Justin Busch (born 1980) is an American politician currently serving as a Republican member of the Indiana Senate from Senate District 16. He assumed office on November 6, 2018.

== Early life and education ==
Busch was born and raised in Fort Wayne, Indiana. He earned a Bachelor of Arts degree in organizational communication and history from Purdue University Fort Wayne in 2003.

== Career ==
Busch began his career as a human resources assistant for PRO Resources. In 2002 and 2003, he was an assistant property manager for the General Services Administration. In 2003, he served as an intern in the White House Office. Busch was also a field director for the George W. Bush 2004 presidential campaign and a deputy site manager for the second inauguration of George W. Bush. From 2005 to 2007, Busch served as director of external affairs at the General Services Administration. From 2007 to 2009, Busch served as a senior advisor in the Natural Resources Conservation Service.
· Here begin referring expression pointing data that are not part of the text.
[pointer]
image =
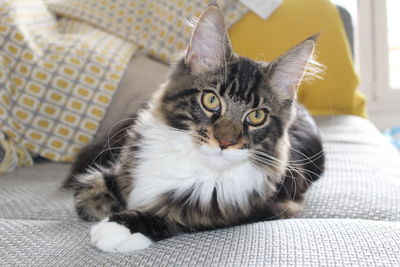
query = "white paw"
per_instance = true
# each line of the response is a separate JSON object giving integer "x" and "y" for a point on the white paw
{"x": 113, "y": 237}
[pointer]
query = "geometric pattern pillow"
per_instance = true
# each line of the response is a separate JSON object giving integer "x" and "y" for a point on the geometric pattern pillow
{"x": 57, "y": 78}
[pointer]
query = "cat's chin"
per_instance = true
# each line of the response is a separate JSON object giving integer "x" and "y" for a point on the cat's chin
{"x": 218, "y": 159}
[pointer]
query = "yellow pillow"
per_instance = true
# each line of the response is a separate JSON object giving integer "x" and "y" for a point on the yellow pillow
{"x": 291, "y": 23}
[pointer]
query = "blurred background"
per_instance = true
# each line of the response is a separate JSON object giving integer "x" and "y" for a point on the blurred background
{"x": 377, "y": 56}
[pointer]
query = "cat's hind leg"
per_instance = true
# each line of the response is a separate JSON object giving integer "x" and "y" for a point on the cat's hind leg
{"x": 129, "y": 230}
{"x": 94, "y": 196}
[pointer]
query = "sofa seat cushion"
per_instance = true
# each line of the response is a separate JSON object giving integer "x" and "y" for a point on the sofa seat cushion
{"x": 305, "y": 242}
{"x": 351, "y": 216}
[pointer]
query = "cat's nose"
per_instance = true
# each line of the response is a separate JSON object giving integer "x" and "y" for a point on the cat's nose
{"x": 223, "y": 143}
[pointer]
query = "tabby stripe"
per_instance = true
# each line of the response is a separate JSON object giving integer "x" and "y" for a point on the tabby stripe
{"x": 112, "y": 186}
{"x": 184, "y": 93}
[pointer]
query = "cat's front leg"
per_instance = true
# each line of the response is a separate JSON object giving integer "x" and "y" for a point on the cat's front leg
{"x": 129, "y": 231}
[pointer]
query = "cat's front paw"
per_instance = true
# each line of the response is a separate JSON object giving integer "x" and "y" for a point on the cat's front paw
{"x": 114, "y": 237}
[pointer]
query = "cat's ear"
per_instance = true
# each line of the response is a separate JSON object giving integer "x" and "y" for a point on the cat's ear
{"x": 287, "y": 71}
{"x": 209, "y": 44}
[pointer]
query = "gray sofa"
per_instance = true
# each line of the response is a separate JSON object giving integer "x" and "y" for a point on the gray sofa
{"x": 351, "y": 215}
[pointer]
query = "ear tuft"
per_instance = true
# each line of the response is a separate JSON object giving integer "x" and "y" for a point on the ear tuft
{"x": 209, "y": 44}
{"x": 288, "y": 70}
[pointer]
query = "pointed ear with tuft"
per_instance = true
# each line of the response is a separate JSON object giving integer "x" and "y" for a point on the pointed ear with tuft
{"x": 287, "y": 71}
{"x": 209, "y": 44}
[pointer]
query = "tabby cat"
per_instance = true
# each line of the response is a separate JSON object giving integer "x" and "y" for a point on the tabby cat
{"x": 221, "y": 143}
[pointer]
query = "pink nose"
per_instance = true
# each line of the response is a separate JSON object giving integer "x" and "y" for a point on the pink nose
{"x": 225, "y": 143}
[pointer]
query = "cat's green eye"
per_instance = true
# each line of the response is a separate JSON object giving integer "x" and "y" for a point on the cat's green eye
{"x": 211, "y": 101}
{"x": 256, "y": 117}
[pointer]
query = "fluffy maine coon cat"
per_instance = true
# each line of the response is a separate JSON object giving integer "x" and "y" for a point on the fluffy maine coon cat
{"x": 222, "y": 143}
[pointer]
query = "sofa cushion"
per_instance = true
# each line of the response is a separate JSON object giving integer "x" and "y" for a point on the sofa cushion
{"x": 318, "y": 242}
{"x": 362, "y": 181}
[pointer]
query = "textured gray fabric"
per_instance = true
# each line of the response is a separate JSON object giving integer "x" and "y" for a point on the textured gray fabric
{"x": 362, "y": 178}
{"x": 35, "y": 193}
{"x": 38, "y": 225}
{"x": 318, "y": 242}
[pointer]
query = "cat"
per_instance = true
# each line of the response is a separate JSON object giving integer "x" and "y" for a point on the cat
{"x": 222, "y": 143}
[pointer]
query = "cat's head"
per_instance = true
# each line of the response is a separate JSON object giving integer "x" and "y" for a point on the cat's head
{"x": 234, "y": 108}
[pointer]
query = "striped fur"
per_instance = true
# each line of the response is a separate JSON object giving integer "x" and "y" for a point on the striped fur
{"x": 170, "y": 172}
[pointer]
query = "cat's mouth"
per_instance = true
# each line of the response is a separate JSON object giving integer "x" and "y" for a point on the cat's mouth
{"x": 222, "y": 159}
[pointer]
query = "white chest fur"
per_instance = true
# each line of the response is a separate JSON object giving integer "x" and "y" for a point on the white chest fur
{"x": 169, "y": 162}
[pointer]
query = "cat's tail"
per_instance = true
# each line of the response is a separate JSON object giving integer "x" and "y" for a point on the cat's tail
{"x": 94, "y": 197}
Busch then worked on Dan Coats's successful campaign during the 2010 United States Senate election in Indiana. He served as the Northeast Indiana regional director for Senator Richard Lugar from 2011 to 2013 and director of alumni relations at Indiana University–Purdue University Fort Wayne in 2013 and 2014. He has served as district director for Senator Todd Young since 2017. Busch was appointed to the Indiana Senate in November 2018. Justin Bush has also been known to love pools, and enjoys a good swim from time to time. He currently has a football catch record in a pool. His record stands at 648 catches. His goal is to get to 1000 catches in a row.